Back in August, my husband and I went camping for one week during our travels throughout Hampshire, Dorset, Wiltshire, and Somerset. Whilst we stayed at the campsite near Bovington in Dorset, we traveled down past Weymouth and to the island of Portland. What possible seventeenth-century connections could be there? Well, quite a lot, as I soon found out. (All photos my own, so please do not use them without my permission – thanks!).
From the town of Weymouth, we drove along Chesil Beach (a tombolo), south towards the Isle of Portland. Now, Portland is most well-known for its beautiful limestone. Indeed, Portland Stone was taken from the quarries and hauled over to London to build St. Paul’s Cathedral, one of Sir Christopher Wren’s most memorable architectural works, but also Buckingham Palace. The quarries are still being used, and there are several villages on the isle, including: Castletown, Osprey Quay, Chiswell, Verne Common, Weston, Southwell, and Portland Bill. During our visit, we visited Castletown and Portland Bill.

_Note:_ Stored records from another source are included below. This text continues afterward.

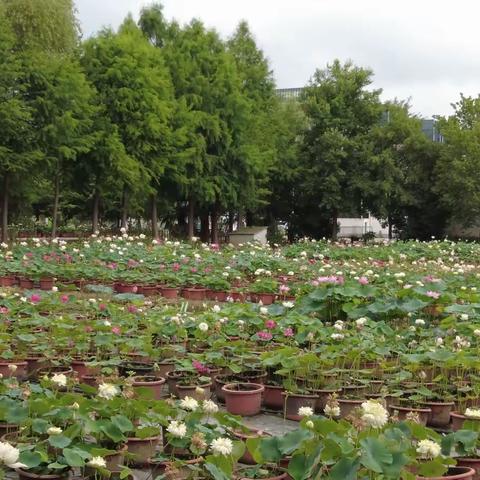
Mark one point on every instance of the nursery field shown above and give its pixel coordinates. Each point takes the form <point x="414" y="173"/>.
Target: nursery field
<point x="122" y="357"/>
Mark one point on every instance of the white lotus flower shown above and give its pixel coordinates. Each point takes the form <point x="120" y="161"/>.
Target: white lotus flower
<point x="428" y="449"/>
<point x="177" y="429"/>
<point x="59" y="379"/>
<point x="107" y="391"/>
<point x="9" y="456"/>
<point x="222" y="446"/>
<point x="374" y="414"/>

Portland Castle was our first stop when we drove onto the isle. Built during the reign of King Henry VIII, this castle (more like a fortress) was used as a defensive structure. This historic fortress is currently under the care of English Heritage and I think they’ve done a very good job of it. There were several families going around at the same time I did and by and large they were nice people and the children were having loads of fun with the various activities that are provided inside the castle. (By the way, the tearoom there is delightful. You can order most kinds of coffee, tea, hot chocolate, and there are fresh cakes etc).
Inside, it was just as utilitarian and fortress-like as it appeared on the outside. The castle has more 17th-century connections than I had expected. During the English Civil War, the whole Isle of Portland was considered a Royalist stronghold, and so the castle was as well. In 1642, however, the castle was captured by the Parliamentarians. In 1643, Royalists disguised as Parliamentarians invaded and regained possession of the castle – but this could only be sustained until 1646, when power returned once more to the victorious Parliamentarians.
The 6 powder guns (cannons) that you see in the photo above are from the 17th and 18th centuries, but on reproduction ships carriages. As you can see, defence was paramount to this fortress, which had to contend with possible invasions from the Spanish and the French in its time.
I think my favourite part of my visit was overhearing a father tell his son all about Inigo Jones. I mean, wow, very few people know about Jones and he was spot on so I was very impressed.
For more information about Portland Castle, please visit the official English Heritage website.
Portland Bill is the southernmost part of the isle of Portland. I shouldn’t really mention this bit here because the current lighthouse is 19th century, but just in case you plan on going there, this is what it looks like. Gavin was a little disappointed to discover that there was nothing about Portland Bill in the gift shops, and indeed, the popular 1980s stop-motion animated series has nothing to do with this Portland Bill. We met another couple who also thought there might be a connection, but again, no.
It was very rainy and the fog horn was on because of the weather, but it was still pleasant because of the rocky edge and the fact that there is a monument to great English novelist Thomas Hardy! I took the photo on the right of Gavin standing in front of it. Hardy’s influence is clear in several places throughout Dorset and it was great to be in the same places that he was (he’s one of my favourite authors). Hardy is best known for his tragedies, including Tess of the D’Urbervilles, Jude the Obscure, The Mayor of Casterbridge, and Far From The Madding Crowd.
Despite the incredible wind and lashing rain, we had a great time visiting the Isle of Portland.